FUKUSHIMA--Some golf courses in Fukushima Prefecture are suffering from radioactive contamination stemming from the crippled Fukushima No. 1 nuclear power plant, while others have lost customers due to radiation fears.


Gee. Ya think so? Nah! Can't be.


Since the accident at the nuclear plant, 12 out of a total 63 golf courses in the prefecture have been forced to suspend operations. The number of players at golf courses currently in operation has been low, frustrating people in the golf business in the prefecture.


Go figure.


Kashima Country Club in Minami-Soma, located northwest of the nuclear power plant, has been closed since March 12, the day after the Great East Japan Earthquake and tsunami. Almost all of the 27 hole-golf course falls within the emergency evacuation preparation zone.

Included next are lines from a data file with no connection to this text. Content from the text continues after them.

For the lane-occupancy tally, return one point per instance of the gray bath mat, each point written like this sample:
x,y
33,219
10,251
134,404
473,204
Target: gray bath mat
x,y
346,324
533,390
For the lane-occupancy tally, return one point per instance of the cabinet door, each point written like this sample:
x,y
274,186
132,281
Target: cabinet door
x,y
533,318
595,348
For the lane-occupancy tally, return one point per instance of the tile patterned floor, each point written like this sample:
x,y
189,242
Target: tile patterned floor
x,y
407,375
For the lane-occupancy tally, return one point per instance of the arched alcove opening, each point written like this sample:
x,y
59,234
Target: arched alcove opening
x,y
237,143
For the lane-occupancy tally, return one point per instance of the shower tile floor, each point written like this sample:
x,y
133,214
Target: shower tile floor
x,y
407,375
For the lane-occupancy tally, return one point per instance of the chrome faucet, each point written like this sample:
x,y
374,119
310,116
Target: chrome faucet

Hmm? They are within the emergency evacuation zone? That means they are chock full of goodies like Spider-Man at Three Mile Island. Now why in the world wouldn't people be just be "dying" to get on the courses and do a brisk 18 holes every morning? 


Radiation-measuring instruments dotted around the golf course constantly issue alarms indicating radiation levels of 0.3 microsieverts per hour or above; in some areas, levels have reached over 3 microsieverts per hour.

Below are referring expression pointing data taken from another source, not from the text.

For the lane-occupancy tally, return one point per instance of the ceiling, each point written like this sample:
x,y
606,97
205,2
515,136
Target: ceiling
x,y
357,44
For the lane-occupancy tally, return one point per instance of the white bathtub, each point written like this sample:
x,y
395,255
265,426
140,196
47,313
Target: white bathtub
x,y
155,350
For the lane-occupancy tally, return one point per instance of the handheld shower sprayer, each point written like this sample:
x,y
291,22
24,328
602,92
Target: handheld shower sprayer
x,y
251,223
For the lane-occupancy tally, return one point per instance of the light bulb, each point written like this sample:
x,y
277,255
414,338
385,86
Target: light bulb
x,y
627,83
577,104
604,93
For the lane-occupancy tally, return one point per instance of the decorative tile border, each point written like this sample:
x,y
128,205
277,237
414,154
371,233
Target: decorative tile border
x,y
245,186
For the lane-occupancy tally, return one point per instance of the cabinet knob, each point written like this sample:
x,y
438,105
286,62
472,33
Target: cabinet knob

Three microsieverts and hour? Does that count toward my handicap? Wow! Empty golf courses? If there were ever a time to pick up the sport, now is the time... And, that's not all, folks! Free tanning on these golf courses with the new "Fuku-you Golf Tanning" plan!


Yoshikatsu Fukuodori, manager of the golf course, said, "[It's a pity], as our golf course suffered no damage from the earthquake and tsunami."


What does he mean by that? Does he wish the courses were ruined by tsunami as well as nuclear radiation?


As a result of some club members requesting to practice their swing at the course, the club reopened 18 holes on June 4. However, because many of the club's members have evacuated to outside the prefecture, only about 20 people per day use the course. The 3,500 yen fee members pay to use the course just covers the minimum maintenance costs involved, such as gasoline for golf carts and chemical herbicides.


Aha! I love golf! Nature! The sun! Birds! Bees! Chemical fertilizers, pesticides, insecticides, Agent Orange and nucleotides!


Fukuodori had no choice but to dismiss all 45 of his employees as a result of the downturn. Of those, four are supporting him as volunteers. Fukuodori remained pessimistic, however, dropping his shoulders and saying, "Even if we decontaminate the golf course, it's not guaranteed that players will return."


"Even if we decontaminate the course, it's not guaranteed that players will return"!? So, what Einstein is saying here is that the course is contaminated and he wonders why players don't come there to golf?


Did you folks ever see that movie Caddy Shack?.... Case rests your honor.

3 comments:

Marc Sheffner said...

Watch for the "radiation is good for you!" ads. "Get a 'buzz' on our golf-courses!" he-he

Andrew Joseph said...

Hey Mike - golf players often get 'hot' under the collar after a round of golf.
Heck, I recall seeing a golf course immediately beside the Bangkok airport that was put there specifically to cater to the Japanese business man who needed to play gold while waiting for his sex tour to begin!
I just mean that the Japanese (not all of you) seem to love golf. Personally, I think if you can drink WHILE playing, it's not a sport. Although being a radioactive golfer does allow one to play at night, does it qualify as an extreme sport?

Anonymous said...

I'm pretty certain I've seen People drinking while doing almost every sport there is.

I've never seen polo, but I imagine it's easy to drink while playing.